In ogni caso, sostiene l’odierna appallante, che la proroga non avrebbe potuto essere negata, anche perché se è vero che gli eventi eccezionali subiti (quale il terremoto) si erano verificati in epoca precedente, gli effetti provocati dal sisma si sono inevitabilmente riverberati anche negli anni immediatamente successivi.

La parte appellata resiste alle dette argomentazioni contestando, oltre alla natura eccezionale degli eventi allegati, la circostanza secondo cui il preavviso di diniego non doveva essere effettuato, stante la natura peculiare del Consorzio a cui non si sarebbe potuto certamente richiedere una condotta sovrapponibile a quella della pubblica amministrazione.

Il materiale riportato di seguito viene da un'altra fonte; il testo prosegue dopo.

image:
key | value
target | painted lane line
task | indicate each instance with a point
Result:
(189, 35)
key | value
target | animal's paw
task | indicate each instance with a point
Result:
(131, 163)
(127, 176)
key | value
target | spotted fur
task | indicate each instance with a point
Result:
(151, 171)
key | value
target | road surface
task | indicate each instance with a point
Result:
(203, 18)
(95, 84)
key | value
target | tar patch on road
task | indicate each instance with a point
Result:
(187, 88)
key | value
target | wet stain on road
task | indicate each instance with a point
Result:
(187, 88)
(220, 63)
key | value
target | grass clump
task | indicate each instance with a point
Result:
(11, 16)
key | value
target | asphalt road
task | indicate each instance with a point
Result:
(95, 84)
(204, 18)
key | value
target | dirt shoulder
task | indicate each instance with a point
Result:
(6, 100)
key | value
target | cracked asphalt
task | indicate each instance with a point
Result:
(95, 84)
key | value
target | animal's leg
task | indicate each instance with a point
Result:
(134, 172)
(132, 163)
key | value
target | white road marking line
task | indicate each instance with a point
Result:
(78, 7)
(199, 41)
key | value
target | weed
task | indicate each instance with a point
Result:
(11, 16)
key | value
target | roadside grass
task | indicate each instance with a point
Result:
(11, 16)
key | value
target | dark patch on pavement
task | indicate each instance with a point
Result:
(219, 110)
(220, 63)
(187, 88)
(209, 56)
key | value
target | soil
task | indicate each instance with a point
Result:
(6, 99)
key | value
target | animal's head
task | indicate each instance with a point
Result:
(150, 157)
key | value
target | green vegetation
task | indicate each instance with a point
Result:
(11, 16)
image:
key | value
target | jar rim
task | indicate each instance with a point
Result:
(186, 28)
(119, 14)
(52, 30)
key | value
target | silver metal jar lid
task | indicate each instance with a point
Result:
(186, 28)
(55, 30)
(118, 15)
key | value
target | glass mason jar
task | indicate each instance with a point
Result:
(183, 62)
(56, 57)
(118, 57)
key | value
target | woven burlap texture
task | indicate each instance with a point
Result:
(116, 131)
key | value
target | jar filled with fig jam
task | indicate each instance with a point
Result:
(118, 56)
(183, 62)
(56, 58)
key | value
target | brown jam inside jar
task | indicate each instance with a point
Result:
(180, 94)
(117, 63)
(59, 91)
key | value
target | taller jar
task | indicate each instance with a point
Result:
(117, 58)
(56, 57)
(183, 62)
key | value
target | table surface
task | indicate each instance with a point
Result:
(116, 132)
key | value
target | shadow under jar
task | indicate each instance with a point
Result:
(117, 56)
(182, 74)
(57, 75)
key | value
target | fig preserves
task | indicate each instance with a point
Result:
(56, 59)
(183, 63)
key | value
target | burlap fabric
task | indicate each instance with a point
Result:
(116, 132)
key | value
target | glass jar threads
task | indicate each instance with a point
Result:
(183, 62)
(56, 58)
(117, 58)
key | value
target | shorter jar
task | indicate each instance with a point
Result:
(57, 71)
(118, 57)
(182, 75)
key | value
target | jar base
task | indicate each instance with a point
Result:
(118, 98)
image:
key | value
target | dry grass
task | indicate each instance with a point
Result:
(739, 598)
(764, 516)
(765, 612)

Inoltre soggiunge sul punto la difesa del Consorzio, quand’anche la relativa comunicazione fosse stata eseguita, non avrebbe potuto certamente condurre a determinazioni differenti del provvedimento, compendiate nella contestata nota 18 febbraio 2019, n. 13/2019 PP.

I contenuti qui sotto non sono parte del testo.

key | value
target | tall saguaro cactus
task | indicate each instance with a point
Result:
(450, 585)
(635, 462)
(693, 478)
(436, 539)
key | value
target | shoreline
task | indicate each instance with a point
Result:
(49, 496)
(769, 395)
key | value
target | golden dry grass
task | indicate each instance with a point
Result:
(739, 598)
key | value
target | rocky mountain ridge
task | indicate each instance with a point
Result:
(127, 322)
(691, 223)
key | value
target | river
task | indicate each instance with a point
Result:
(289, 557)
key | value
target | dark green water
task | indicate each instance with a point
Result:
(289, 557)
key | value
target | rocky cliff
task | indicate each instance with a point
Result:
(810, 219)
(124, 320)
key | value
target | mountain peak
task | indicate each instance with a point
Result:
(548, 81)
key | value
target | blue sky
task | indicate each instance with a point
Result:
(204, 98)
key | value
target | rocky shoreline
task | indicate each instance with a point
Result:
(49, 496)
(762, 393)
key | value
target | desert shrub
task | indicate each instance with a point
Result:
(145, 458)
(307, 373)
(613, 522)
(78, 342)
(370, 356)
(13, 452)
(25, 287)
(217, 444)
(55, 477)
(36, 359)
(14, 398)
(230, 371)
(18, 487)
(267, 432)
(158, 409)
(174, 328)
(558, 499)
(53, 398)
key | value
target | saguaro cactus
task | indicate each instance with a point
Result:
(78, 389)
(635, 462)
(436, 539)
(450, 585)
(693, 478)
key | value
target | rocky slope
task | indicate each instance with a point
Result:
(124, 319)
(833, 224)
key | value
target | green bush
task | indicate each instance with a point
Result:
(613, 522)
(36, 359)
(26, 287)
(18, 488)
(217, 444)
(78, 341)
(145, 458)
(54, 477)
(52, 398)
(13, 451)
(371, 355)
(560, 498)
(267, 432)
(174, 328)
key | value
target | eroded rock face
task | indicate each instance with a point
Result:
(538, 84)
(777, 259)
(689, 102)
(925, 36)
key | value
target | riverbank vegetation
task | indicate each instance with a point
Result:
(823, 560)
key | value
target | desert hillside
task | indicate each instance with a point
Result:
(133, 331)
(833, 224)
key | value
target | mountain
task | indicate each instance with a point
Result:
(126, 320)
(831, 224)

Né, a conclusioni diverse, si sarebbe potuti giungere sul versante della asserita carenza di motivazione del diniego, posto gli elementi giustificativi del provvedimento ben avrebbero potuto essere ricercati negli atti procedimentali, strumentali e quindi preparatori all’esito provvedimentale contestato: di qui per la difesa appellata l’esistenza di una piena partecipazione procedimentale, documentata, come ben evidenziato dal primo giudice in termini di sostanziale rispetto delle garanzie partecipative, anche in termini di compiuta istruttoria, di tal che la parte mancante della motivazione si sarebbe potuta agevolmente desumere per relationem.

In estrema sintesi, per la parte appellata, i motivi del diniego si sarebbero potuti, comunque, desumere dal contesto dell’attività partecipativa e degli esiti di essa, come puntualmente specificati

Detto ordine d’idee non può essere condiviso.

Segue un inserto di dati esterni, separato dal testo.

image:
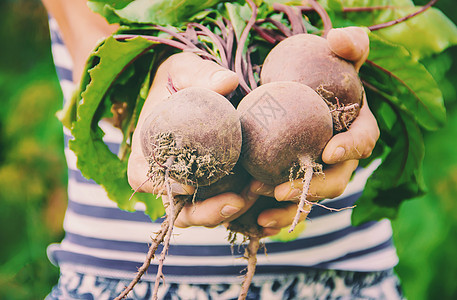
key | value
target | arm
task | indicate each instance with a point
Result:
(81, 29)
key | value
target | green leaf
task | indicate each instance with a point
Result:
(399, 176)
(94, 158)
(428, 33)
(424, 35)
(160, 12)
(410, 86)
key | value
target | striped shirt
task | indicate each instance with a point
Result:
(103, 240)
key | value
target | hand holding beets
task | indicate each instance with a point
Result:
(188, 70)
(341, 153)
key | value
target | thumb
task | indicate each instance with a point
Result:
(350, 43)
(188, 69)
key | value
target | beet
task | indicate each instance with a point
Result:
(286, 126)
(307, 58)
(196, 134)
(194, 138)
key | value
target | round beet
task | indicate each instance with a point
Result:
(195, 134)
(286, 126)
(306, 58)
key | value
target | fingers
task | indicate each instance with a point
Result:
(351, 43)
(187, 69)
(183, 70)
(261, 188)
(216, 210)
(277, 218)
(356, 143)
(330, 185)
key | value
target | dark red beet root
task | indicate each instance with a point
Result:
(196, 134)
(286, 126)
(306, 58)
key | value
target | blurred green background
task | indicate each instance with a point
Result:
(33, 174)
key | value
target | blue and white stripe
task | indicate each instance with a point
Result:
(104, 240)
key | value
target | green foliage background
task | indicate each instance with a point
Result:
(33, 174)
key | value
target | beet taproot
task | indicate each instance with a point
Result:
(192, 137)
(307, 58)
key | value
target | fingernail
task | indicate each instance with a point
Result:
(338, 153)
(290, 194)
(251, 196)
(265, 189)
(219, 76)
(178, 189)
(271, 224)
(228, 211)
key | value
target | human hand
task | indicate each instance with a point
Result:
(341, 153)
(186, 70)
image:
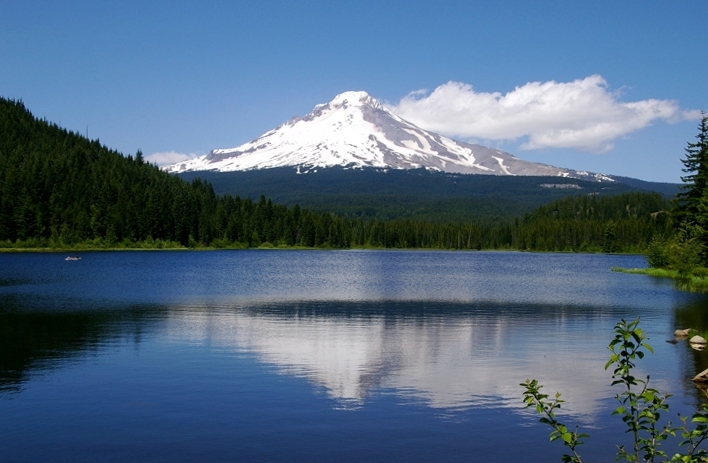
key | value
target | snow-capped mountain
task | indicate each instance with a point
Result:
(356, 130)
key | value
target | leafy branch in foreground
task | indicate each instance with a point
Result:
(545, 407)
(640, 408)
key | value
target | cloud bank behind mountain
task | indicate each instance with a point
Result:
(583, 114)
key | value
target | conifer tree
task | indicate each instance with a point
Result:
(691, 209)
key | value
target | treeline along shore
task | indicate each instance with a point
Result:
(60, 190)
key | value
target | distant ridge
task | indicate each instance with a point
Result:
(355, 130)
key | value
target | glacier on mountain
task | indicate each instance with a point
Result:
(356, 130)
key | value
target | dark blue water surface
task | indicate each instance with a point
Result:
(322, 356)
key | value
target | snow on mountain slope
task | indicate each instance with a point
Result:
(356, 130)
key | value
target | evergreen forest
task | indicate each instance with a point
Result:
(60, 190)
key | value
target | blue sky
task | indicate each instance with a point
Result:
(608, 86)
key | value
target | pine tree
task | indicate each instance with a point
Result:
(691, 209)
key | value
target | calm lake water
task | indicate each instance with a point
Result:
(322, 356)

Osserva, al riguardo, il Collegio che, con la principale doglianza, parte appellante prospetta il tema centrale della causa, che investe direttamente, sia la fase partecipativa al procedimento – con la possibilità per l’interessata di produrre elementi aggiuntivi ed integrativi per giustificare la richiesta di proroga, poi negata - sia l’ulteriore aspetto della vicenda, per vero strettamente connesso, inerente alla sostanza ed alla adeguatezza della nota impugnata, sotto il profilo motivazionale, anche in relazione alle nuove circostanze che sono state – o avrebbero potuto essere – dedotte nella fase procedimentale.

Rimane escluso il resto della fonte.